Leaves, leaves and more leaves!

I feel like this season of the year, as it pertains to our life here at Tangly Woods, could be named "leaf season."  We are all about leaves right now, and are known among our neighbors as the folks who will come rake their leaves if we can have them!  Having learned recently that the city is no longer allowing people to come pick up trailer loads of chopped partially composted leaves for mere pennies, we were on the lookout for any and all leaf collecting opportunities.
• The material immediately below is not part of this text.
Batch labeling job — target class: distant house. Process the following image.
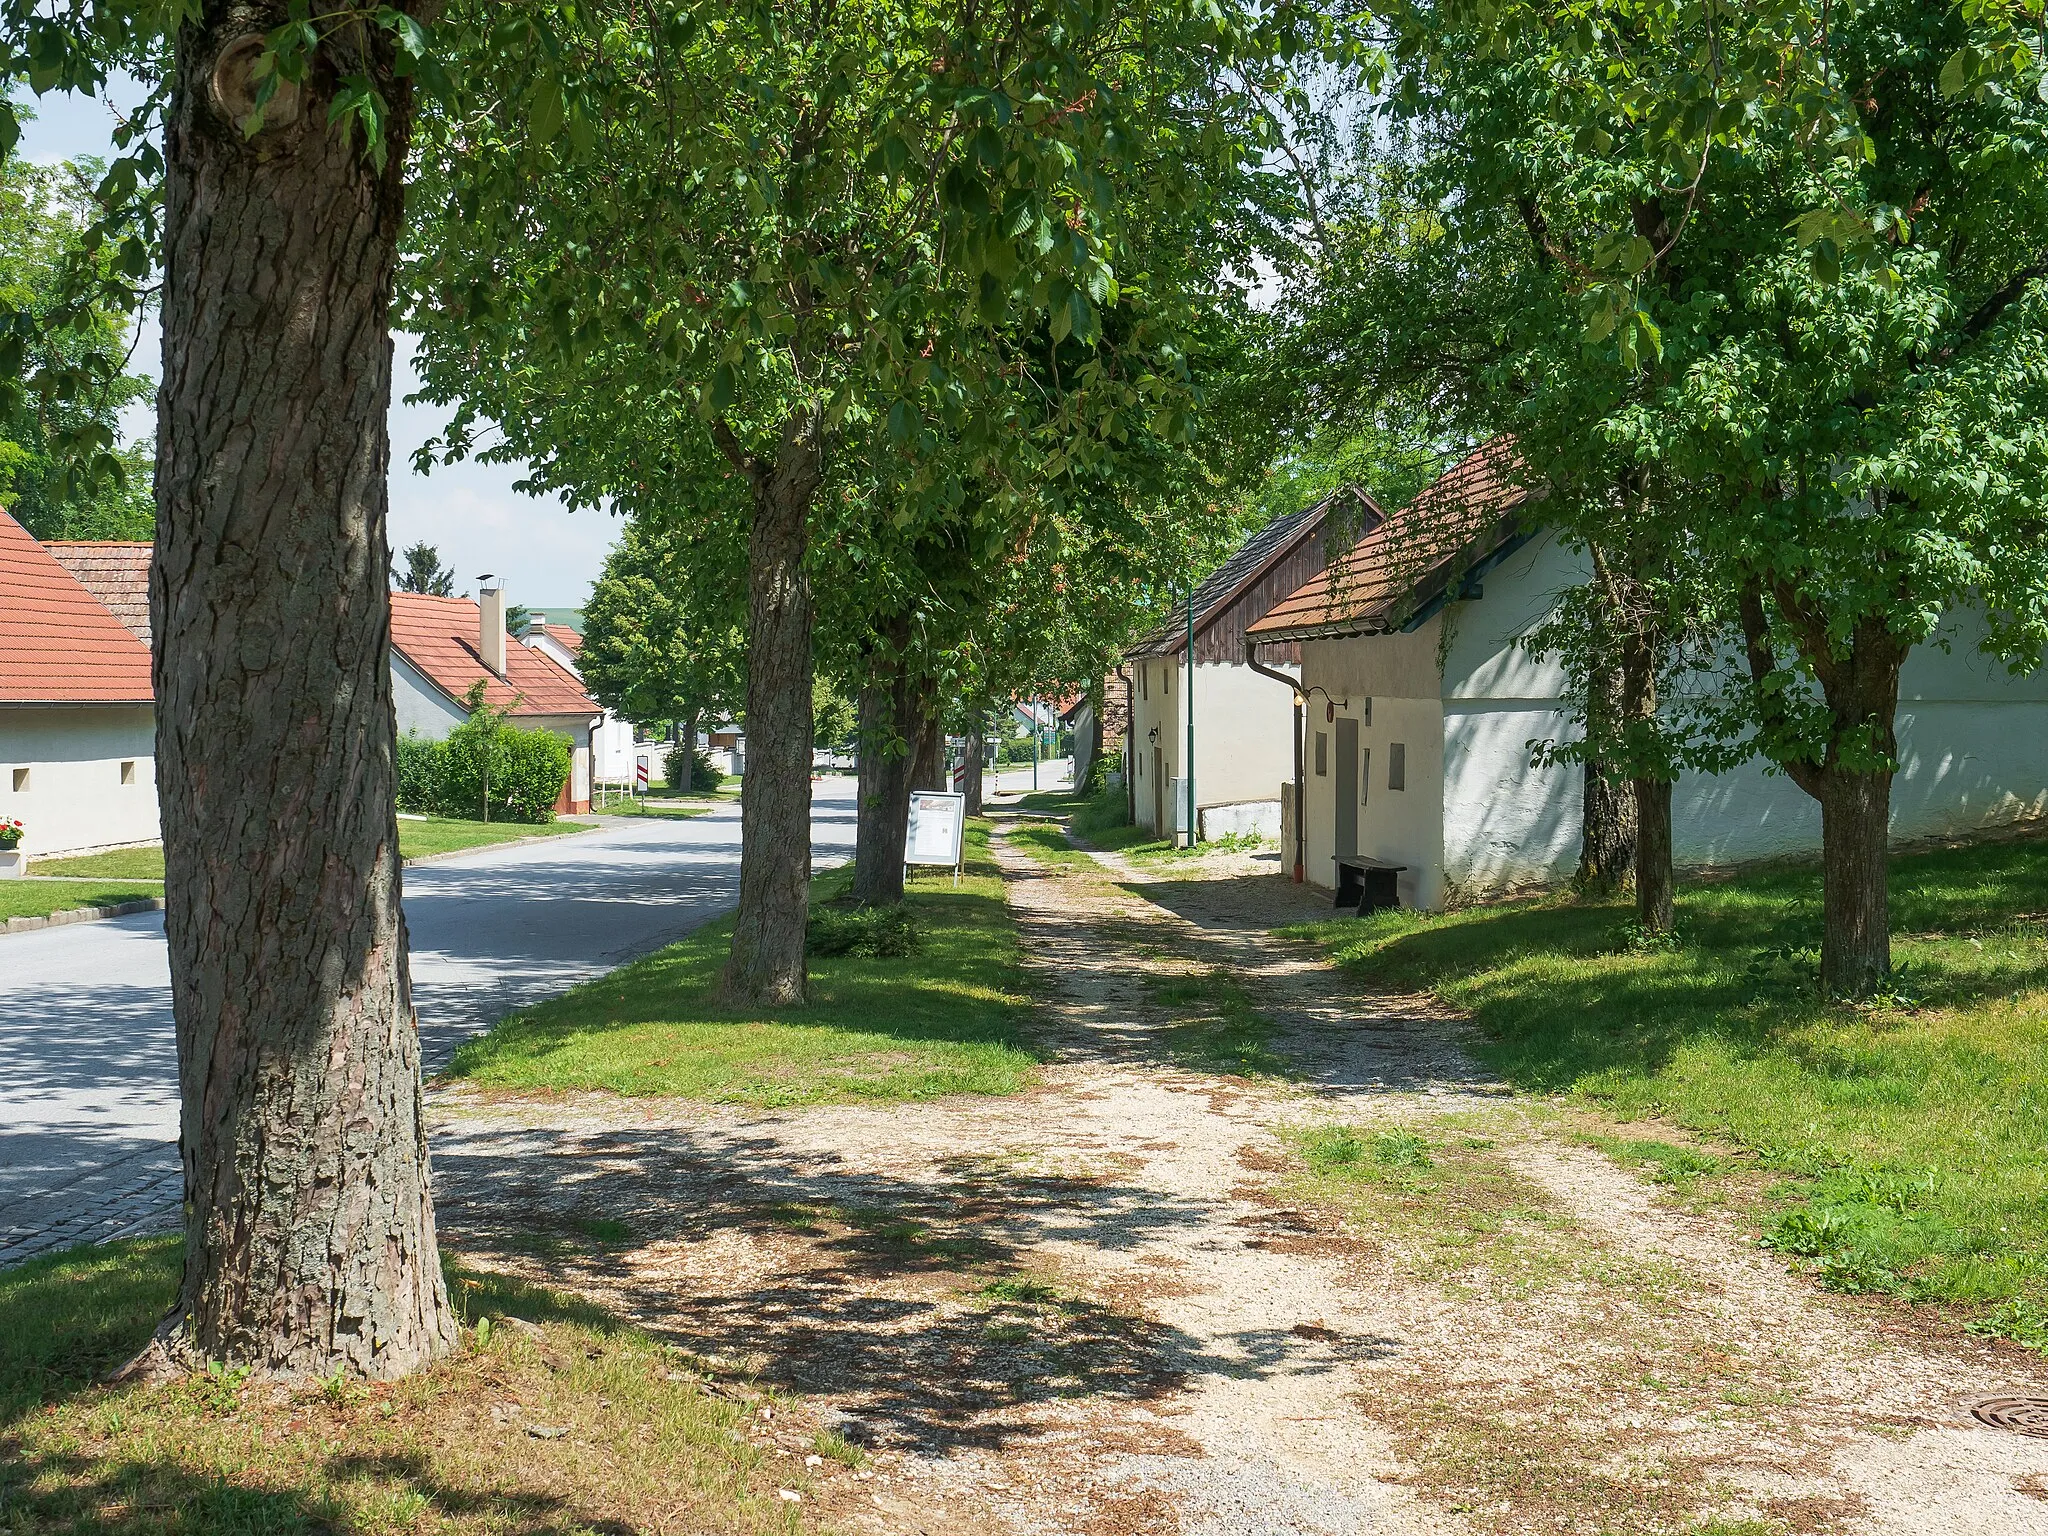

It is clear at this point that time will be our limiting factor, not leaves!  We now have at least three neighbors who will gladly send their leaves with us back to our property.  And the most recent winner was learning that one neighbor sucks up his leaves weekly with a machine that also chops them. He normally just deposits them somewhere out of the way in the woods but is happy to instead deposit them on a pile for us to pick up weekly. Yes, please!!  So the newly finished roof for carbonaceous materials is filling up and the leaf pile down by the composting chicken coop is also accumulating nicely.

One of my wishes for Nora's birthday (she would have turned 8 yesterday) was to do something together as a family outside.  Initially a hike to the lake sounded appealing but with chillier temperatures and not having attempted such a long outing with Terah in the pack, it sounded potentially stressful, which was not our goal for yesterday!  So instead we planned to enjoy the beautiful fall weather and do some raking together.  By the time we got breakfast in everyone and chores done and I got Terah content (meaning asleep) in the front pack, I only got maybe an hour or so of raking in. But I savored that hour in the fresh air and sunshine, listening to Alida's monologue, watching Kali rake and then take a break to climb to the tippy top of a tree and to be working in the same general vicinity as Jason.  Those times feel precious and while they are not reminiscent of our time with Nora, the falling leaves are.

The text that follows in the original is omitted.